FIG. 2A depicts one embodiment of a mobile device 19 in communication with a second mobile device 5. Mobile device 19 may comprise a see-through HMD. As depicted, mobile device 19 communicates with mobile device 5 via a wired connection 6. However, the mobile device 19 may also communicate with mobile device 5 via a wireless connection. Mobile device 5 may be used by mobile device 19 in order to offload compute intensive processing tasks (e.g., the rendering of virtual objects) and to store virtual object information and other data that may be used to provide an augmented reality environment on mobile device 19. Mobile device 5 may also provide motion and/or orientation information associated with mobile device 5 to mobile device 19. In one example, the motion information may include a velocity or acceleration associated with the mobile device 5 and the orientation information may include Euler angles, which provide rotational information around a particular coordinate system or frame of reference. In some cases, mobile device 5 may include a motion and orientation sensor, such as an inertial measurement unit (IMU), in order to acquire motion and/or orientation information associated with mobile device 5.

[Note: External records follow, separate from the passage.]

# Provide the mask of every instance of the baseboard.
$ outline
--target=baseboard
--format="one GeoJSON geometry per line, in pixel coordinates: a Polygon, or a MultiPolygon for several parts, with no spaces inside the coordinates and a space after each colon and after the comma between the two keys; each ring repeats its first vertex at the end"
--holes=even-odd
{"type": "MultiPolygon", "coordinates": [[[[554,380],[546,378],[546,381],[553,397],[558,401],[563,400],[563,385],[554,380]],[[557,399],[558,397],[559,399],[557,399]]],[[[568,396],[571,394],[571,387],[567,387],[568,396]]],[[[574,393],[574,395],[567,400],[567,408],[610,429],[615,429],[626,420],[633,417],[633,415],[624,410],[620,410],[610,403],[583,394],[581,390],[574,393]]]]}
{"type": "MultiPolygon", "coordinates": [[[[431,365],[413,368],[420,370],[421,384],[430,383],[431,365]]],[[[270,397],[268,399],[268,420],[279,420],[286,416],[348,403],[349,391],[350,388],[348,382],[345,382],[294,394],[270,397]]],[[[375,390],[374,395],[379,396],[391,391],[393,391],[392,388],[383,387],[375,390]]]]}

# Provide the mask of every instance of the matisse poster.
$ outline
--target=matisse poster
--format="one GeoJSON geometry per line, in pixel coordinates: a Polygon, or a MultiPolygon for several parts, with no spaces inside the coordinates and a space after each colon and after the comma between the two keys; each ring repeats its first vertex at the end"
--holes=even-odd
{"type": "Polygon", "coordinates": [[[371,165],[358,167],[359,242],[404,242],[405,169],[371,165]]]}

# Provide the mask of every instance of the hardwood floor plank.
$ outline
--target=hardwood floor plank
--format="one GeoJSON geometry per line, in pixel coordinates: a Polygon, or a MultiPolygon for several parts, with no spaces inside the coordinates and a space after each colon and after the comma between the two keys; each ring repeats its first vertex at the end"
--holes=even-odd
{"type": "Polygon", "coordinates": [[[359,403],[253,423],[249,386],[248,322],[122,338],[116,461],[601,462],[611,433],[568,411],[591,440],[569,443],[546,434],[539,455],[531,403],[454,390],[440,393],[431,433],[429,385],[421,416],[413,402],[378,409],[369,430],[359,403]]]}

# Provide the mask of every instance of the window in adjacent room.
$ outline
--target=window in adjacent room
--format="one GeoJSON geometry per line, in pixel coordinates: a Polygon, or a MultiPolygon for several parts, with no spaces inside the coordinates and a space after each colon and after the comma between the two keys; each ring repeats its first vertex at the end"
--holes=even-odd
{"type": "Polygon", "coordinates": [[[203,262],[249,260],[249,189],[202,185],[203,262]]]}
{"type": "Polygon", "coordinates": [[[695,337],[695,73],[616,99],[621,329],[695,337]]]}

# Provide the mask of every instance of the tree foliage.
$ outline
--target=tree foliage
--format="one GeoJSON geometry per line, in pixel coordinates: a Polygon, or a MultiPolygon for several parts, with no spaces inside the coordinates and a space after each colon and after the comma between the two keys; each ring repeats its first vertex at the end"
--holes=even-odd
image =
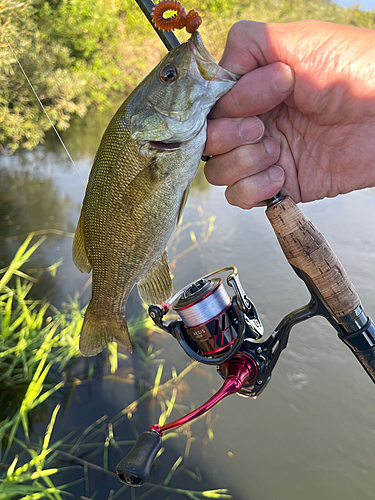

FIG. 2B depicts one embodiment of a portion of an HMD, such as mobile device 19 in FIG. 1. Only the right side of an HMD 200 is depicted. HMD 200 includes right temple 202, nose bridge 204, eye glass 216, and eye glass frame 214. Right temple 202 includes a capture device 213 (e.g., a front facing camera and/or microphone) in communication with processing unit 236. The capture device 213 may include one or more cameras for recording digital images and/or videos and may transmit the visual recordings to processing unit 236. The one or more cameras may capture color information, IR information, and/or depth information. The capture device 213 may also include one or more microphones for recording sounds and may transmit the audio recordings to processing unit 236.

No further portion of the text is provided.